The Assumption of Mary is one of the four Marian dogmas of the Catholic Church and holds that the Virgin Mary “having completed the course of her earthly life, was assumed body and soul into heavenly glory”. The dogma was defined by Pope Pius XII on 1 November 1950, in the apostolic constitution Munificentissimus Deus.

https://en.wikipedia.org/wiki/Assumption_of_Mary


Points to Ponder:

  1. What do you do with the images of your dreams?
  2. What moments of waking life engage you most?
  3. How to you balance your life?
  4. If dreams are the messenger and the message, as Jung suggests in the above quote, what is your response?
  5. Do you have a ritual to create the sacred space for solitude and stillness?
  6. During these moments, what is your paradigm for engaging the deeper consciousness?
  7. Do you Journal, record and ponder your dreams, reflect on significant events?
  8. Do you create a drawing or Mandala to embody your inner process?
  9. Do you have other rituals like Prayer, walking Meditation, or any contemplative practice?
  10. Do you feel the presence of the Mystery or a non-ordinary experience?
  11. Do you tune into the profound in the mundane? E.g., the glorious sunrise, the beckoning sunset, the soothing moonlight, the sacred sound of the flow of a spring, the magic of the birds flapping about outside your window, the innocent smile of a child?
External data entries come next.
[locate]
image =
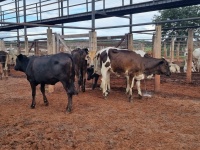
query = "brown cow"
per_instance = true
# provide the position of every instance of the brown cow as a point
(128, 64)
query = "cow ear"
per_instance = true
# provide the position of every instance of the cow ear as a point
(20, 56)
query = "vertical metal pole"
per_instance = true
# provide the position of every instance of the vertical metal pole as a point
(67, 7)
(1, 14)
(17, 20)
(93, 15)
(18, 11)
(104, 5)
(189, 61)
(130, 22)
(172, 50)
(25, 29)
(62, 15)
(177, 51)
(165, 50)
(37, 11)
(157, 54)
(87, 5)
(40, 10)
(59, 8)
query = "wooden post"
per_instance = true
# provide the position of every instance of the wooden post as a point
(50, 52)
(172, 50)
(92, 40)
(178, 51)
(157, 54)
(189, 60)
(165, 50)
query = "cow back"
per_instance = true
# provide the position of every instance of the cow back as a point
(50, 69)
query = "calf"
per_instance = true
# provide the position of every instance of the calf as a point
(80, 60)
(129, 64)
(174, 68)
(48, 70)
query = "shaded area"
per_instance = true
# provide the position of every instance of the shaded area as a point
(168, 120)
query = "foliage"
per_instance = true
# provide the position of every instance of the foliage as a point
(179, 13)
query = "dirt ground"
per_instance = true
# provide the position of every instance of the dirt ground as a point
(168, 120)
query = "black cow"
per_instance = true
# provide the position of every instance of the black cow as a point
(48, 70)
(92, 75)
(79, 57)
(126, 63)
(4, 64)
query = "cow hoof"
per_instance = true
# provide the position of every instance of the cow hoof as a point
(68, 110)
(130, 99)
(46, 103)
(32, 106)
(140, 96)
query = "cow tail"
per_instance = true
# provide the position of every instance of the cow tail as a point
(72, 78)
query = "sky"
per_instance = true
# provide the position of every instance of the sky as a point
(111, 21)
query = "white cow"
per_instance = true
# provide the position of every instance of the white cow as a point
(196, 57)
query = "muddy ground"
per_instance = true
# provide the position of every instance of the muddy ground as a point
(169, 119)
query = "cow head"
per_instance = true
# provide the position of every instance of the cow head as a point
(164, 67)
(21, 63)
(90, 58)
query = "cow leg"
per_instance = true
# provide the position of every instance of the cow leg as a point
(33, 87)
(95, 82)
(139, 89)
(104, 81)
(127, 85)
(70, 89)
(69, 105)
(77, 83)
(83, 81)
(42, 89)
(108, 82)
(131, 82)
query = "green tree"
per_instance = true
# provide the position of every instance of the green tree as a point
(179, 13)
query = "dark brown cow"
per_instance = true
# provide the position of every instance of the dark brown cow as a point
(48, 70)
(79, 57)
(128, 64)
(4, 64)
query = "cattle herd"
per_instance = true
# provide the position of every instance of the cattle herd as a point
(71, 69)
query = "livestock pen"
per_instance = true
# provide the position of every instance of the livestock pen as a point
(167, 120)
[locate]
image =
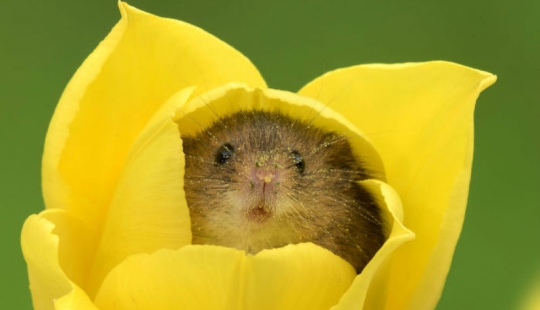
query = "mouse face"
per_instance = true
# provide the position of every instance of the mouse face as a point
(258, 180)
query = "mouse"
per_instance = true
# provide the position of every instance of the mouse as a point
(258, 180)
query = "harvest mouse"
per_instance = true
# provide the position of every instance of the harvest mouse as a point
(257, 180)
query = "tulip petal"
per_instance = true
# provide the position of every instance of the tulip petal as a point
(420, 119)
(142, 62)
(148, 211)
(208, 277)
(48, 258)
(369, 290)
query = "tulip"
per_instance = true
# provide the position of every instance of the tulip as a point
(116, 230)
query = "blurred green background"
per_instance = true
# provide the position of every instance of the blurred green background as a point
(42, 43)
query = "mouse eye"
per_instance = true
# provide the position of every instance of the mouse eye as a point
(299, 161)
(223, 154)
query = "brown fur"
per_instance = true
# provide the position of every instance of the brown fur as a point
(231, 206)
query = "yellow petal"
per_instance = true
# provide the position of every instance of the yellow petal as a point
(369, 290)
(206, 277)
(50, 286)
(420, 119)
(140, 64)
(148, 211)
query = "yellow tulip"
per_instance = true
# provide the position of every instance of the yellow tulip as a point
(116, 231)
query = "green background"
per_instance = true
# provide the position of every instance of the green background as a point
(42, 43)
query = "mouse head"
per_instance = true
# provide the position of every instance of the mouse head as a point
(258, 180)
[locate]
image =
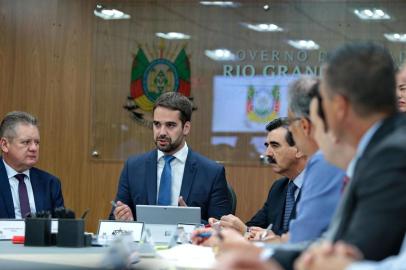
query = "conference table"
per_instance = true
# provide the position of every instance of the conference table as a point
(18, 256)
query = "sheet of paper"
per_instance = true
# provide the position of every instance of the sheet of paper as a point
(189, 256)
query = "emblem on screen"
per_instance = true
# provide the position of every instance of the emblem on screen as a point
(154, 72)
(263, 104)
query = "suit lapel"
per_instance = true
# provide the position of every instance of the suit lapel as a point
(37, 190)
(5, 192)
(151, 177)
(281, 205)
(188, 175)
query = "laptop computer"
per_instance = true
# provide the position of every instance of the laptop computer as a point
(162, 221)
(159, 214)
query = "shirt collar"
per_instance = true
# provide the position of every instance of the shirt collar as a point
(181, 155)
(362, 145)
(299, 180)
(11, 172)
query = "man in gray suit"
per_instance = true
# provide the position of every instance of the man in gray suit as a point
(358, 97)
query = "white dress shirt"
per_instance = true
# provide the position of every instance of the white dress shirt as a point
(178, 167)
(14, 189)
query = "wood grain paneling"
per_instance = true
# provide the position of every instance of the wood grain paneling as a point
(46, 66)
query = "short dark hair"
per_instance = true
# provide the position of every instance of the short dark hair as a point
(280, 122)
(365, 74)
(12, 119)
(176, 102)
(315, 93)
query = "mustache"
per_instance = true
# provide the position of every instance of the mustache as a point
(163, 137)
(271, 160)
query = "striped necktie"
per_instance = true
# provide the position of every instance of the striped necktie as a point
(165, 185)
(23, 195)
(289, 204)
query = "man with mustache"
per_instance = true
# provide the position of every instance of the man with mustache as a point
(24, 189)
(285, 159)
(172, 174)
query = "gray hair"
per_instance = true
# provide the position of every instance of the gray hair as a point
(12, 119)
(300, 95)
(364, 73)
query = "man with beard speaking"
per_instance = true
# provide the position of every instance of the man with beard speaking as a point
(172, 174)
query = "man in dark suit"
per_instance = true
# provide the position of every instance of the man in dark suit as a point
(24, 189)
(172, 174)
(284, 159)
(359, 100)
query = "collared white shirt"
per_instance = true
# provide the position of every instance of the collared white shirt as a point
(178, 167)
(14, 189)
(298, 181)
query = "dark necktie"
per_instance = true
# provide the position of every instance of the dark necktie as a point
(165, 186)
(345, 183)
(23, 195)
(289, 204)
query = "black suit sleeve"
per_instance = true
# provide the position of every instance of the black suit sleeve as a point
(220, 203)
(123, 191)
(380, 203)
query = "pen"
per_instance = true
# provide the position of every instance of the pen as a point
(265, 233)
(113, 203)
(204, 235)
(215, 224)
(85, 213)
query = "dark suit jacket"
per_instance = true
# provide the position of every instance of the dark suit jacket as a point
(373, 214)
(45, 186)
(274, 208)
(203, 185)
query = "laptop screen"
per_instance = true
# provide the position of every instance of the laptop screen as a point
(158, 214)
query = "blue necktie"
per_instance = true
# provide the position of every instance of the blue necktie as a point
(23, 195)
(165, 186)
(289, 204)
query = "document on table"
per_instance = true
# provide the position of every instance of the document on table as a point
(189, 256)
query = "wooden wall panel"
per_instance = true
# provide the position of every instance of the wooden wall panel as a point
(46, 68)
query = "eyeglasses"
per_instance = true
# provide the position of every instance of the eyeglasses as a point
(288, 121)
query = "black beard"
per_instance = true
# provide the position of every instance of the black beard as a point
(171, 146)
(271, 160)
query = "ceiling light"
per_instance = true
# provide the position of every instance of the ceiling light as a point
(263, 27)
(395, 37)
(110, 14)
(172, 35)
(220, 55)
(304, 44)
(220, 3)
(371, 14)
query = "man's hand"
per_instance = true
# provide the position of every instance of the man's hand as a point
(328, 256)
(244, 256)
(123, 212)
(233, 222)
(181, 202)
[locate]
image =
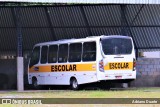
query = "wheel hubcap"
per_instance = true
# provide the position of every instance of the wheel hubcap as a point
(75, 84)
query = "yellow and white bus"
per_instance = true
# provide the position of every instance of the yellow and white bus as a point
(81, 61)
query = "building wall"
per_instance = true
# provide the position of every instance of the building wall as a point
(148, 72)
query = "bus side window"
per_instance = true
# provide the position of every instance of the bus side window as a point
(75, 51)
(89, 51)
(52, 54)
(44, 51)
(63, 53)
(35, 56)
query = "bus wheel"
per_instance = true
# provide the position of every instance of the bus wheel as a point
(74, 84)
(35, 84)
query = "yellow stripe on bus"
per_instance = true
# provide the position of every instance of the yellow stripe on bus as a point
(119, 66)
(64, 68)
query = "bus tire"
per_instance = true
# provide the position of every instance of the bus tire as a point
(74, 84)
(35, 83)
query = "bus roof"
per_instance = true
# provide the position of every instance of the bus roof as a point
(90, 38)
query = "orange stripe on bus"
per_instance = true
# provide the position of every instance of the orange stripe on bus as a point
(64, 68)
(119, 66)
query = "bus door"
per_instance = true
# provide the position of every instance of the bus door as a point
(118, 57)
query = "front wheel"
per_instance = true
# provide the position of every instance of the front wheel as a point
(74, 84)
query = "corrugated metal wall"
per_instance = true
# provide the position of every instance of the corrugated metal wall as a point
(47, 23)
(94, 1)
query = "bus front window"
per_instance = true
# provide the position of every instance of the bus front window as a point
(115, 46)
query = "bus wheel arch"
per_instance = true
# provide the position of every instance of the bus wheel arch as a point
(74, 83)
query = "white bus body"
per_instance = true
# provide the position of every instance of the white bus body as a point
(80, 61)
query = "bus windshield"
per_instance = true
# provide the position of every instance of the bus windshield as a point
(114, 46)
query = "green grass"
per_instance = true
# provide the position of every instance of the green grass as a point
(114, 93)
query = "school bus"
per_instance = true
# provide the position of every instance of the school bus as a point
(80, 61)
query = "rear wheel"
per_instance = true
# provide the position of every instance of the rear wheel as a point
(74, 84)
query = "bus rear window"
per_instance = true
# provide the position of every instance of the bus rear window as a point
(114, 46)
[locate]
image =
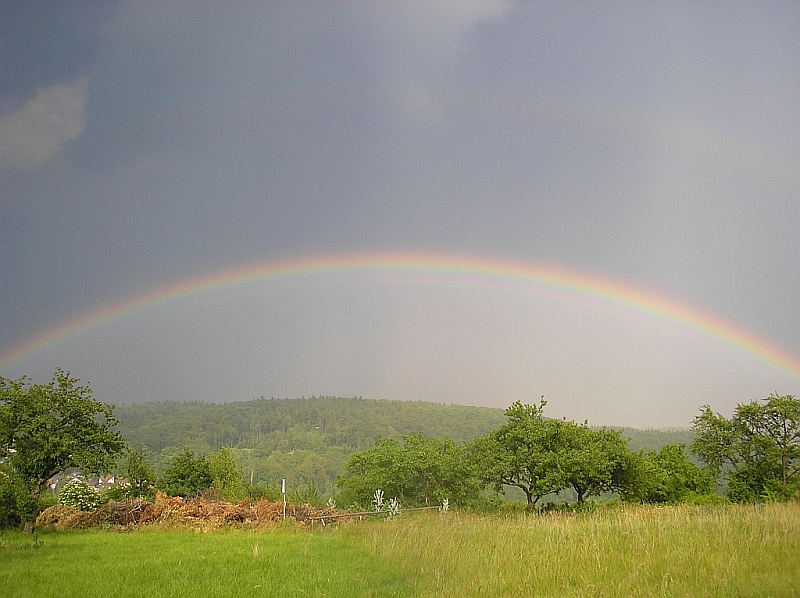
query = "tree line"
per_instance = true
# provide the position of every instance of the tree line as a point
(47, 429)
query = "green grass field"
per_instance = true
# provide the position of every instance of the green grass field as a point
(621, 551)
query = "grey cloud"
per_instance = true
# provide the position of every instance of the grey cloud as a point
(38, 131)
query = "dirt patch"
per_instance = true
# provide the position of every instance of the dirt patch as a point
(179, 512)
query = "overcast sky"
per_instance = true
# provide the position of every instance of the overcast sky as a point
(654, 144)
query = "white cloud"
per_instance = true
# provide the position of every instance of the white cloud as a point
(39, 129)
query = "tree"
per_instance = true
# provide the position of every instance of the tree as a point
(420, 471)
(48, 428)
(226, 475)
(525, 452)
(593, 460)
(141, 477)
(758, 449)
(186, 475)
(666, 476)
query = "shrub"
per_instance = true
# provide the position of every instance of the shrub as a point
(77, 493)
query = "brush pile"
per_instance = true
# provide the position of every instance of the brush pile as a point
(178, 512)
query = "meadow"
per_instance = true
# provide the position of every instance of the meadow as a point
(688, 550)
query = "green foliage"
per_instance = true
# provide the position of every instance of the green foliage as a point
(311, 439)
(419, 471)
(667, 476)
(524, 453)
(186, 475)
(594, 461)
(758, 449)
(9, 491)
(77, 493)
(139, 474)
(48, 428)
(226, 475)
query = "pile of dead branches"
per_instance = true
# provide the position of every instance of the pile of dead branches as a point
(178, 512)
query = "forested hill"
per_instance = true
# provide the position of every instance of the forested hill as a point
(310, 439)
(351, 424)
(306, 423)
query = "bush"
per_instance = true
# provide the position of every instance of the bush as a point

Jung, C. G. (1961). Memories, Dreams, Reflections (R. a. C. Winston, Trans. April 1989 ed.). New York: Vintage Books.

Satchidanada, S. S. (1978). The Yoga Sutra of Patanjali. Buckingham, Virginia: Integral Yoga Publications.

Ashok Bedi, M.D., Jungian Psychoanalyst,

 www.pathtothesoul.com , www.tulawellnessllc.com

Robert BJ Jakala PH.D., Jungian Psychotherapist

In a storm, the safest place is in the eye of the storm. My colleague BJ and I will share our daily reflections on this centering process from an Analytical perspective, sharing from the repertoire of our personal and professional experience. BJ is a psychologist and a photographer and will pick an image of the day that catches him in this collective crisis. I will amplify it from a Jungian Analytical perspective. We hope that this may offer you a baby step on the path to your own unique response to this chaos.